Award winning engineer and academic, Professor Fred McBagonluri has bemoaned the disconnect between Ghana’s tertiary education system and the realities on the job market.
Speaking on TV3 New Day, he said the educational system ought to be configured to reflect Ghana’s needs.
“You have to look at what your needs are; unlike the United States, we don’t have this major industries where students go on internships and get that knowledge-set that we think universities should not offer,” Professor McBagonluri stated.
Professor McBagonluri noted that views on university education that suggest that it is not supposed to impact skills, but rather give fundamental skills is not right.
According to him, such notions are what have led to employers not being able to get the quality of students they desire because that is not what the universities are providing.
He stated that tertiary institutions have to ran a system which allows students get access to analytics, experiment, internship opportunities among other things that help to improve student’s skill set.

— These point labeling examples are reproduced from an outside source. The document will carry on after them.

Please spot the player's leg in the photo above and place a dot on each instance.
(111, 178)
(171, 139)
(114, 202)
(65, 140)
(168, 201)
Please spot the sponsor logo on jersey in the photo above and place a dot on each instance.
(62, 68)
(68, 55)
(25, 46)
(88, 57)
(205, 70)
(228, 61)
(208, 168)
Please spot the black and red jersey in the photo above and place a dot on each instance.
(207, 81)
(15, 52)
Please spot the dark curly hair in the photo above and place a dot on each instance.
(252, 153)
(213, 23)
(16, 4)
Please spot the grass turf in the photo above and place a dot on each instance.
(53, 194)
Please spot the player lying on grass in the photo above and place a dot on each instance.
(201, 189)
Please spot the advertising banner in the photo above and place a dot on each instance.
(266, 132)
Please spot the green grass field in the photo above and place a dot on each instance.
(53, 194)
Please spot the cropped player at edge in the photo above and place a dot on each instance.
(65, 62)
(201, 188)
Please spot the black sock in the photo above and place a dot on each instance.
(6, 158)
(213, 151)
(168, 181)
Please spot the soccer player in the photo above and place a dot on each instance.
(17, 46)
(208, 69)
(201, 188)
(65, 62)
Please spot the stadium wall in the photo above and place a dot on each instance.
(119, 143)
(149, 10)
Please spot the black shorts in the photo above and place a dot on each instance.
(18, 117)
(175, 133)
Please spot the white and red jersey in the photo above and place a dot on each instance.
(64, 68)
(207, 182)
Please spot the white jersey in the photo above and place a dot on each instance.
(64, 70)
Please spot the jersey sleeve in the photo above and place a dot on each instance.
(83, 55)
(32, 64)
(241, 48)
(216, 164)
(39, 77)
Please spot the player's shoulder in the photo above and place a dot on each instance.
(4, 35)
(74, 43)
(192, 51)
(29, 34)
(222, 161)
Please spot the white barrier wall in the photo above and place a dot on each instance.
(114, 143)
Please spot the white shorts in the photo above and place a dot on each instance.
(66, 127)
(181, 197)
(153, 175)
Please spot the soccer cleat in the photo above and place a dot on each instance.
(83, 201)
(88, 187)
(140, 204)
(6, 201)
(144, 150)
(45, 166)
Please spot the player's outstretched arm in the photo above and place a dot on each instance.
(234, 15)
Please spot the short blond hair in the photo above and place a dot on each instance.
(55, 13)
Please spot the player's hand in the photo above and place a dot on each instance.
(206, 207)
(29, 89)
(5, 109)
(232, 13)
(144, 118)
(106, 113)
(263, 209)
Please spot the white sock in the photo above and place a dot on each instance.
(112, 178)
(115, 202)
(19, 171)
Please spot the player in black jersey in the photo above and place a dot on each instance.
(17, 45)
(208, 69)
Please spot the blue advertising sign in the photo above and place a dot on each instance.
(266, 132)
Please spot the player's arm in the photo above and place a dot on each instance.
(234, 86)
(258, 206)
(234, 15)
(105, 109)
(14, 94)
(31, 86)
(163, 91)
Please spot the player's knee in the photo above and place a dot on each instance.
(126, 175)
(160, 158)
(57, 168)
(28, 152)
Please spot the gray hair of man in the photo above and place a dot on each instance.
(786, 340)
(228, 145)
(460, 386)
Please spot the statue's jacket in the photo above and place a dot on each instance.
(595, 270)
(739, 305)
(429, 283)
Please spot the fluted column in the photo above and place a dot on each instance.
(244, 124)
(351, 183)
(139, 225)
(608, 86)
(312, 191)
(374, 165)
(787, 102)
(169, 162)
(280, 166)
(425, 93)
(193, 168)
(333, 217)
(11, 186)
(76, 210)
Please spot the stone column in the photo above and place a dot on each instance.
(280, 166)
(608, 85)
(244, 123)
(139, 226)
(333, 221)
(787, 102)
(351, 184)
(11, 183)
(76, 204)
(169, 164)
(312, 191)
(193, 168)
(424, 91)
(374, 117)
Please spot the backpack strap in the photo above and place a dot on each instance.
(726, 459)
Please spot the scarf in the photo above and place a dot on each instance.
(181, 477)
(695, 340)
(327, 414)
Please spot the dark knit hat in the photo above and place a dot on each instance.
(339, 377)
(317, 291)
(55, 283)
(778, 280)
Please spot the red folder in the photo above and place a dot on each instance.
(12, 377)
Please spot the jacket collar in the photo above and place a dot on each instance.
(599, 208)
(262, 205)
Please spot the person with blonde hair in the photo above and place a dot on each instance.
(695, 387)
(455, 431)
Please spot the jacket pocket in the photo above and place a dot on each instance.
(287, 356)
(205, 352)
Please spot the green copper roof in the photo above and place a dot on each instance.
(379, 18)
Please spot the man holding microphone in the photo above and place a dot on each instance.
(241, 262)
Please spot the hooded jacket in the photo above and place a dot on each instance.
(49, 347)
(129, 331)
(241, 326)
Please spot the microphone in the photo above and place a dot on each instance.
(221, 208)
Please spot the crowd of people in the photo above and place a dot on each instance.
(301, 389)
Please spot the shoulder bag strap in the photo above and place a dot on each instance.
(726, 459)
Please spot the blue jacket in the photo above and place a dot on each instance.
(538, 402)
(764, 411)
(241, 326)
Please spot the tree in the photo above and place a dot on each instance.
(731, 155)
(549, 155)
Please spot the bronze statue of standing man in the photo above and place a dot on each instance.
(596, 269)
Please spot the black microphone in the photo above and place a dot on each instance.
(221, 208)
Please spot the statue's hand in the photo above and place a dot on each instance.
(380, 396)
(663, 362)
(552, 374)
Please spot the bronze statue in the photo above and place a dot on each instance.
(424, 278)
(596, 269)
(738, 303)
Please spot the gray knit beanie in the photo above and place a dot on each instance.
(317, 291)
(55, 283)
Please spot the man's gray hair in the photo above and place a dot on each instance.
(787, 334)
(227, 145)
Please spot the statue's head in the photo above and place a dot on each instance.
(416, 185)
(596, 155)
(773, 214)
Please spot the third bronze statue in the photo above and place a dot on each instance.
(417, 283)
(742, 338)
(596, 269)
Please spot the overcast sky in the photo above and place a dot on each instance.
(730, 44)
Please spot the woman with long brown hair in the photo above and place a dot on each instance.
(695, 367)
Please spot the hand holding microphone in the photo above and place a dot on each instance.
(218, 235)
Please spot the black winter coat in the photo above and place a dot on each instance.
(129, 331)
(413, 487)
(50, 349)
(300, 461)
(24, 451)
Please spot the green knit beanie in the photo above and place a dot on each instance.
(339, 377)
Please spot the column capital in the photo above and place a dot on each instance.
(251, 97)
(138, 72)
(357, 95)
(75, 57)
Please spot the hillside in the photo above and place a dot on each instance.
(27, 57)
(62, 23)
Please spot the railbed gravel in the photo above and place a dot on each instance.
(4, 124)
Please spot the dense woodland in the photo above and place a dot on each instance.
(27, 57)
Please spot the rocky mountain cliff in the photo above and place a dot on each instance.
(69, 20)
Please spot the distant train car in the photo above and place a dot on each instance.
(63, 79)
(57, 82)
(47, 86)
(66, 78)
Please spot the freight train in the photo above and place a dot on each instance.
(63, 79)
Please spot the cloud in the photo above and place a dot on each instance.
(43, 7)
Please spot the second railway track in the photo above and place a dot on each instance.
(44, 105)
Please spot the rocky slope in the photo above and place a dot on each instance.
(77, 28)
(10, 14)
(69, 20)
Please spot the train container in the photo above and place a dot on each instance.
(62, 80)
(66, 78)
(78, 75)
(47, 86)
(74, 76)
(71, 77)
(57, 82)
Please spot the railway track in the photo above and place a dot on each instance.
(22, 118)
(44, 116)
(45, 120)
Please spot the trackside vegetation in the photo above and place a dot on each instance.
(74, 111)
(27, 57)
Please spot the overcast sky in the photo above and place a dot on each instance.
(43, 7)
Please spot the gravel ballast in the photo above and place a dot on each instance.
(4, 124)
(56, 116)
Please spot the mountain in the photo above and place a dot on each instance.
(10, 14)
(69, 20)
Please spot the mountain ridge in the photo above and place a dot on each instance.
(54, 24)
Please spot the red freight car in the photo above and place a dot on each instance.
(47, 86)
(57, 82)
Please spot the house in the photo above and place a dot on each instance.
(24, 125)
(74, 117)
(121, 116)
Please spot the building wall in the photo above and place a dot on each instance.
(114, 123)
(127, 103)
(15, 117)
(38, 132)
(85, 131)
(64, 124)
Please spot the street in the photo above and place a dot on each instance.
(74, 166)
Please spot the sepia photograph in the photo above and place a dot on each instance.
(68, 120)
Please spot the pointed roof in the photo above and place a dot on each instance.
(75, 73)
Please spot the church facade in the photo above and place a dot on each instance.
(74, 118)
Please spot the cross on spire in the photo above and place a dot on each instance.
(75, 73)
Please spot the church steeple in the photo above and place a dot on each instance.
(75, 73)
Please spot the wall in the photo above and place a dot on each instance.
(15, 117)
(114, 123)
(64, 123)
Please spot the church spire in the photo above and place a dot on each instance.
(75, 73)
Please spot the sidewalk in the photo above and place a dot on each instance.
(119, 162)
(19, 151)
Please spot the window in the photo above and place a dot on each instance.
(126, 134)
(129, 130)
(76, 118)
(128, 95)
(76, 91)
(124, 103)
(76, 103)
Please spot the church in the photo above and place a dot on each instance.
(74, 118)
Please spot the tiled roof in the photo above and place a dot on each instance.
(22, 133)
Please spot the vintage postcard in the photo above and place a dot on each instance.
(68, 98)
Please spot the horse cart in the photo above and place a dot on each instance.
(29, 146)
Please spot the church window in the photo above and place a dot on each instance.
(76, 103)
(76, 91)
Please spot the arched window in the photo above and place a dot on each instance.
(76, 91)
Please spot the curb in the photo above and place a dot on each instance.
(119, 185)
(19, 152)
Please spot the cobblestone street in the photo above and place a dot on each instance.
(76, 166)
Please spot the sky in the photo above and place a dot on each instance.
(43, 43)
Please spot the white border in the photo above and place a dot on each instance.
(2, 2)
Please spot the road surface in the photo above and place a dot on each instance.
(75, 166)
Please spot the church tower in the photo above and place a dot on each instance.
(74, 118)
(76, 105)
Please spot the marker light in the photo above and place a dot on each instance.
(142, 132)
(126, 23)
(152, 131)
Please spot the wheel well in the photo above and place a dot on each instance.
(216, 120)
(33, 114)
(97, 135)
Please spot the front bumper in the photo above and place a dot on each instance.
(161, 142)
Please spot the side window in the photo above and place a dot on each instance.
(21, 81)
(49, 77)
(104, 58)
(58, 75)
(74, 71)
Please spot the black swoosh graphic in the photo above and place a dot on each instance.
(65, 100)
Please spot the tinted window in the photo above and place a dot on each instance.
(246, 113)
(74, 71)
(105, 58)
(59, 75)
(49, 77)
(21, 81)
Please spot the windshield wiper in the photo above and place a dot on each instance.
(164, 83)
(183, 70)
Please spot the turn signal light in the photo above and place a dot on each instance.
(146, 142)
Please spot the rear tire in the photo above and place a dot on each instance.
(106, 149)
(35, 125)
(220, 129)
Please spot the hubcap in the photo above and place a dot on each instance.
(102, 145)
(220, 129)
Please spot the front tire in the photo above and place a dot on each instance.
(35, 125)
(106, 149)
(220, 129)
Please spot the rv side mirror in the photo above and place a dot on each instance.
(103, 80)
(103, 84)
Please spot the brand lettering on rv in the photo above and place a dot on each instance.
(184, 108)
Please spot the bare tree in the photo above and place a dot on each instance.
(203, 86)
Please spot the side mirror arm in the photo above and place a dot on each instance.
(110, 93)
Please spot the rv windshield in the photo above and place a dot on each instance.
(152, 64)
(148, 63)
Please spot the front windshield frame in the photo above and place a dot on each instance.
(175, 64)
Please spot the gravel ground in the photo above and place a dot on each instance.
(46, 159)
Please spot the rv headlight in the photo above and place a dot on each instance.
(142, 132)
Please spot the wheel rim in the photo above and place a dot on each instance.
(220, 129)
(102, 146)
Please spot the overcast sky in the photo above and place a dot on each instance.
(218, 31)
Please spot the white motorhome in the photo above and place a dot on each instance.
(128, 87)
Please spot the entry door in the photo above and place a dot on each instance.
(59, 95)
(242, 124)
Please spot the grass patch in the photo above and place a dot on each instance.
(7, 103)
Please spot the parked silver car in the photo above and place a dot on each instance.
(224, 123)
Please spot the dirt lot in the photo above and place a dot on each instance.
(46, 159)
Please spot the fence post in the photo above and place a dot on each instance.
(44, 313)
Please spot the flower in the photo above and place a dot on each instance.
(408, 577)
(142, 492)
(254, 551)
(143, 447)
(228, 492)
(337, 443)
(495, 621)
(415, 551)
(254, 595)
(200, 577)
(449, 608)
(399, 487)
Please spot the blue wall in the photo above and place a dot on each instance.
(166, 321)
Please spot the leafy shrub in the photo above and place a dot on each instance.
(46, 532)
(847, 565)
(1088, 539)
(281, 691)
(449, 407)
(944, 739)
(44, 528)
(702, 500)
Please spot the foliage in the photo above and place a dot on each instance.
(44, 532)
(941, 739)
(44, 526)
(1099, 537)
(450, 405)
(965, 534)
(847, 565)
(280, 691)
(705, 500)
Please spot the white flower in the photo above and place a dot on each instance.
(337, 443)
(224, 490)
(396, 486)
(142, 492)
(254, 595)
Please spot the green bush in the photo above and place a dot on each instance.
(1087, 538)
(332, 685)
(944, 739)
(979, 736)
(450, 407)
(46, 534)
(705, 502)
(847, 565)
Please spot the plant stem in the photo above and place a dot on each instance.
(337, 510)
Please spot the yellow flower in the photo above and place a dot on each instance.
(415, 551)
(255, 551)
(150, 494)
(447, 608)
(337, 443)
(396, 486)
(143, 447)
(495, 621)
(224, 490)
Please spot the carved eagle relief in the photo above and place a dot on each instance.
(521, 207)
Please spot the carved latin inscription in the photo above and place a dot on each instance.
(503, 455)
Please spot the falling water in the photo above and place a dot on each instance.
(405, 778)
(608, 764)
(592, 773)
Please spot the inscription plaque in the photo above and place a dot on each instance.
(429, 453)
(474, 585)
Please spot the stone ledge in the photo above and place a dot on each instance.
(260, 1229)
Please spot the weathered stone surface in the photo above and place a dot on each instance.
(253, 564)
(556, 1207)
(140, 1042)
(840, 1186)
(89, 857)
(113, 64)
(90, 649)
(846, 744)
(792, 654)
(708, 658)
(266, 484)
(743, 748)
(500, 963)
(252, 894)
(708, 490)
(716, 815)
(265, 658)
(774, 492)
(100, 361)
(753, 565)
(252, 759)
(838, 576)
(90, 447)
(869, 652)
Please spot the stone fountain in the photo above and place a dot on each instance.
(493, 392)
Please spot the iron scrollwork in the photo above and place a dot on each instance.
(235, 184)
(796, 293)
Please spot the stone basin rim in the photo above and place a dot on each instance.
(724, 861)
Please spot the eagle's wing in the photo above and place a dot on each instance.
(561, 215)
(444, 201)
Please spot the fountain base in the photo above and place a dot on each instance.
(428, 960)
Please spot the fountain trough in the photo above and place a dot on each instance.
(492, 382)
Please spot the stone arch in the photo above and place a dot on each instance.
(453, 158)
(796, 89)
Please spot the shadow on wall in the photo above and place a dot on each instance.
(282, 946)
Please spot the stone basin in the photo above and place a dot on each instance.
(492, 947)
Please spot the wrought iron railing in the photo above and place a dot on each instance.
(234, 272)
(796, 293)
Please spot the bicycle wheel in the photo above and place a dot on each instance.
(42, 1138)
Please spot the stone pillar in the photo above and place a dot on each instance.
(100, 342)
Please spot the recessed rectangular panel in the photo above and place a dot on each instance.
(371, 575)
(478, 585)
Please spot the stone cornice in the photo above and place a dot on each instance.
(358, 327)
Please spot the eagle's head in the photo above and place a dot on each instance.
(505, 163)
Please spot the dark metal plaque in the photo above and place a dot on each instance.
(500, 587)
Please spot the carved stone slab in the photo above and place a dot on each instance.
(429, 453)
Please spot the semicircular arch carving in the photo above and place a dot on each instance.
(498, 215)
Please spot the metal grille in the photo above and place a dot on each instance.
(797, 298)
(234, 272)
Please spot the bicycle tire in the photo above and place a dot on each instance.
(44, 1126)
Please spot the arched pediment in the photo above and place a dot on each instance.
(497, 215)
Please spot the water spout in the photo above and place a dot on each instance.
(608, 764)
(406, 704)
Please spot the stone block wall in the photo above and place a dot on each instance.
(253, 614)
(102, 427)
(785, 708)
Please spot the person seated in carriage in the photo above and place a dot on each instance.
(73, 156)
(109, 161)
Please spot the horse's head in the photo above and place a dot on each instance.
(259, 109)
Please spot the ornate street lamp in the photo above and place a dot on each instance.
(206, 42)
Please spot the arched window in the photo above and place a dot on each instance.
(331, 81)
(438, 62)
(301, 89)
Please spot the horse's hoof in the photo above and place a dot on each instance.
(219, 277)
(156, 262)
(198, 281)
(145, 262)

“We need to understand the ecosystem, and help children transition from school to the job market,” Professor McBagonluri who is also the Provost and President of Academic City College said.
He said although Ghana is not performing badly with regards to its tertiary education, there is the need to move away from the ‘old school’ way of doing things.
“It is about offering an educational system that allows creativity to foster, that allows people to create things, undo them and put them together. I think that is what we are missing; [our academic system] is still conservative and very old school,” he stated.
He reiterated the need to create an educational system that allows people to learn in a dynamic ecosystem.
The engineering professor with 22 patents to his credit charged the National Accreditation Board and major stakeholders in the educational sector to help shape some of these dynamics.
According to him, the country is missing an educational system that is evolving, dynamic and in tune with time, something he blamed on what he called “inertia”.
“Most of the people who run things in this country go abroad all the time, but the inertia that attempting to change things in a dynamic way will disrupt the establishment is what is limiting them.”
He also advised university graduates to take part in capacity building programs to improve themselves.